Bug #37528 ssl key/cert pair stopped working after 5.0.45-community
Submitted: 19 Jun 2008 17:16 Modified: 3 Feb 2010 11:49
Reporter: Matthew Lord Email Updates:
Status: Not a Bug Impact on me:
None 
Category:MySQL Server: General Severity:S2 (Serious)
Version:5.0.62 OS:Any
Assigned to: Davi Arnaut CPU Architecture:Any
Tags: SSL

[19 Jun 2008 17:16] Matthew Lord
Description:
The attached keys and configuration worked with 5.0 up until 5.0.45.  They have
not worked with any releases since and there are no helpful error messages explaining the reason:

mysql
ERROR 2026 (HY000): SSL connection error

How to repeat:
mkdir /tmp/ssltest
cp server.crt /tmp/ssltest
cp server.key /tmp/ssltest
chown -R mysql:mysql /tmp/ssltest

use attached my.cnf file or add these lines to your existing one:
[mysqld]
ssl                         = 1
ssl-ca                      = /dev/null
ssl-cert                    = /tmp/ssltest/server.crt
ssl-key                     = /tmp/ssltest/server.key

[client]
ssl                         = 1
ssl-ca                      = /dev/null
ssl-cert                    = /tmp/ssltest/server.crt
ssl-key                     = /tmp/ssltest/server.key

/etc/init.d/mysql start
mysql 

Suggested fix:
We at least need to know what the problem is and why the keys no longer work.  I hope that we can again make these keys work as they are used for other applications as well.
[15 Jul 2008 18:34] Matthew Lord
I created a trace file and attached the relevant portion to the bug report.
[15 Jul 2008 18:35] Matthew Lord
relevant portion of a trace file

Attachment: mysqld.trace (application/octet-stream, text), 0 bytes.

[15 Jul 2008 18:40] Matthew Lord
trying again...  This is the relevant part of the trace file

Attachment: mysqld.trace (application/octet-stream, text), 4.46 KiB.

[4 Aug 2008 12:34] Davi Arnaut
It seems we have a incompatibility between yaSSL and OpenSSL with respect to the certificate verification callback.

The certificates are self-signed and are both set on the client and the server without a CA cert.
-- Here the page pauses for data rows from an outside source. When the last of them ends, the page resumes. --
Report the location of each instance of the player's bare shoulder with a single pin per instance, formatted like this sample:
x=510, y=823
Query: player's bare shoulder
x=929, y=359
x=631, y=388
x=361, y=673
In the client we disable certificate verification if the CA cert (ssl-ca) is not specified but we don't do this on the server side and certificate verification fails as expected (both on yaSSL and OpenSSL) when the server tries to verify the client certificate.

But once the verification fails, OpenSSL calls the verification callback. The MySQL verification callback (vio_verify_callback) approves the certificate if it's depth is 0 (self-signed), this is ugly and buggy stuff but it works so far for MySQL linked with OpenSSL. Unfortunelly yaSSL does not implement the verify callback and the verification fails and the server closes the connection to the client.

In order to fix this we could disable (SSL_VERIFY_NONE) the certificate verification on the server side if no CA cert is specified, but this would somewhat break some OpenSSL scenarios. For example, during the verification it checks whether the certificate is in the list of trusted certificates (in case the admin added the certificate to the list of trusted ones) and approves the certificate if its found there.

I think the best option for now is to make our hack of the verify callback work. I'm going to e-mail the yaSSL guys and ask what they think about it.
[23 Sep 2009 7:22] Domas Mituzas
SSL shouldn't work if CA is not specified, or should turn off verification entirely. There's no point having keys and certificates if they are not verified. 

So, this is either "not a bug", or "feature request" (for VERIFY_NONE).
[27 Nov 2009 15:52] Tomas Hoger
Is this a bug or misconfiguration?  I'm not sure if the intention is to use client certificates or not.  If client certificates are not needed, shouldn't the config be as:

[mysqld]
ssl-key = server.key
ssl-cert = server.crt
# no ssl-ca set

[client]
ssl = 1
ssl-ca = server.crt

If same key/cert is expected to be used both client and server (sic), shouldn't the config for both mysqld and client be changed to have ssl-ca = server.crt instead of /dev/null?
[3 Feb 2010 11:49] Davi Arnaut
As Tomas rightly appoints and in the light of Bug#47320, a self-signed certificate should always be indicated as trusted. Pointing --ssl-ca to the self-signed certificate effectively sets the certificate as a trusted one. Closing as not a bug.